DAYPRO ALTA (oxaprozin) , like other NSAIDs, has produced an elevation of plasma lithium levels and a reduction in renal lithium clearance. The mean minimum lithium concentration was increased 15% and the renal clearance was decreased by approximately 20%. These effects have been attributed to inhibition of renal prostaglandin synthesis by NSAIDs. Thus, when NSAIDs and lithium are administered concurrently, lithium level should be monitored and subjects should be observed carefully for signs of lithium toxicity.
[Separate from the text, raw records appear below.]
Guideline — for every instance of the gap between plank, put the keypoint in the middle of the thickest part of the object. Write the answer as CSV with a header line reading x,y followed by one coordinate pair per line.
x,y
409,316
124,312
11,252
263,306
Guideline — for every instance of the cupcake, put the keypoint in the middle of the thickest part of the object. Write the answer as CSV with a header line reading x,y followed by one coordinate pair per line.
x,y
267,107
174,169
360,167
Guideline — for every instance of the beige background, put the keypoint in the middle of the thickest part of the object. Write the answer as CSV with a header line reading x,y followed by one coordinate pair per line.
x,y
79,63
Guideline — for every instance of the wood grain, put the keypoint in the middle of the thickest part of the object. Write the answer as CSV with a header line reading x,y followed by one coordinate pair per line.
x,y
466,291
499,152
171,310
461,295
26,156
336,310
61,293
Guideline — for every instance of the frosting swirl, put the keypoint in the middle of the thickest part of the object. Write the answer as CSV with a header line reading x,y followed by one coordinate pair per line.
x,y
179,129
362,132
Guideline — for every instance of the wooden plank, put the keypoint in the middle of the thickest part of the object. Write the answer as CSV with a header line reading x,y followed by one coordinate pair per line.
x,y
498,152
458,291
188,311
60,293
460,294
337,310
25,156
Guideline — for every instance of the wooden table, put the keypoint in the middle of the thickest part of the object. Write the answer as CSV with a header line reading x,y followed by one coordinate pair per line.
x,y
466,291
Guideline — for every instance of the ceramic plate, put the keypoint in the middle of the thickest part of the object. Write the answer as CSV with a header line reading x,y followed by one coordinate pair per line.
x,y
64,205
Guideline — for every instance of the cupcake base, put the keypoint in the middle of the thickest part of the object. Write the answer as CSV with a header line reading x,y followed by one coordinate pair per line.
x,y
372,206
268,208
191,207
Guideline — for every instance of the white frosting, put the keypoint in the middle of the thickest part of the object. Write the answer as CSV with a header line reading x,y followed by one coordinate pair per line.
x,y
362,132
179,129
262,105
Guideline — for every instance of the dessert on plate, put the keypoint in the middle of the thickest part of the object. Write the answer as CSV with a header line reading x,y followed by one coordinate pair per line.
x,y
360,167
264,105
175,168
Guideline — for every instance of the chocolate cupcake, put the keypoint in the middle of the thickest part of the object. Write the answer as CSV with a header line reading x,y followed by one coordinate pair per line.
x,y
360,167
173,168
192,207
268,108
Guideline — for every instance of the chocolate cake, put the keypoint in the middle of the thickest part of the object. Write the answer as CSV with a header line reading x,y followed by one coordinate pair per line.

The effects of warfarin and NSAIDs on GI bleeding are synergistic, such that users of both drugs together have a risk of serious GI bleeding higher than the users of either drug alone.
While oxaprozin does alter the pharmacokinetics of glyburide, coadministration of oxaprozin to type II non-insulin dependent diabetic patients did not affect the area under the glucose concentration curve or the magnitude or duration of control. However, it is advisable to monitor patients' blood glucose in the beginning phase of glyburide and oxaprozin co-therapy.
H2— receptor antagonists
The total body clearance of oxaprozin was reduced by 20% in subjects who concurrently received therapeutic doses of cimetidine or ranitidine; no other pharmacokinetic parameter was affected. A change of clearance of this magnitude lies within the range of normal variation and is unlikely to produce a clinically detectable difference in the outcome of therapy.
Subjects receiving 1200 mg oxaprozin once daily with 100 mg metoprolol twice daily exhibited statistically significant but transient increases in sitting and standing blood pressures after 14 days. Therefore, routine blood pressure monitoring should be considered in these patients when starting oxaprozin therapy.
Laboratory Test Interactions:
False-positive urine immunoassay screening tests for benzodiazepines have been reported in patients taking oxaprozin. This is due to lack of specificity of the screening tests. False-positive test results maybe expected for several days following discontinuation of oxaprozin therapy. Confirmatory tests, such as gas chromatography/mass spectrometry, will distinguish oxaprozin from benzodiazepines.
Last reviewed on RxList: 4/17/2008
This monograph has been modified to include the generic and brand name in many instances.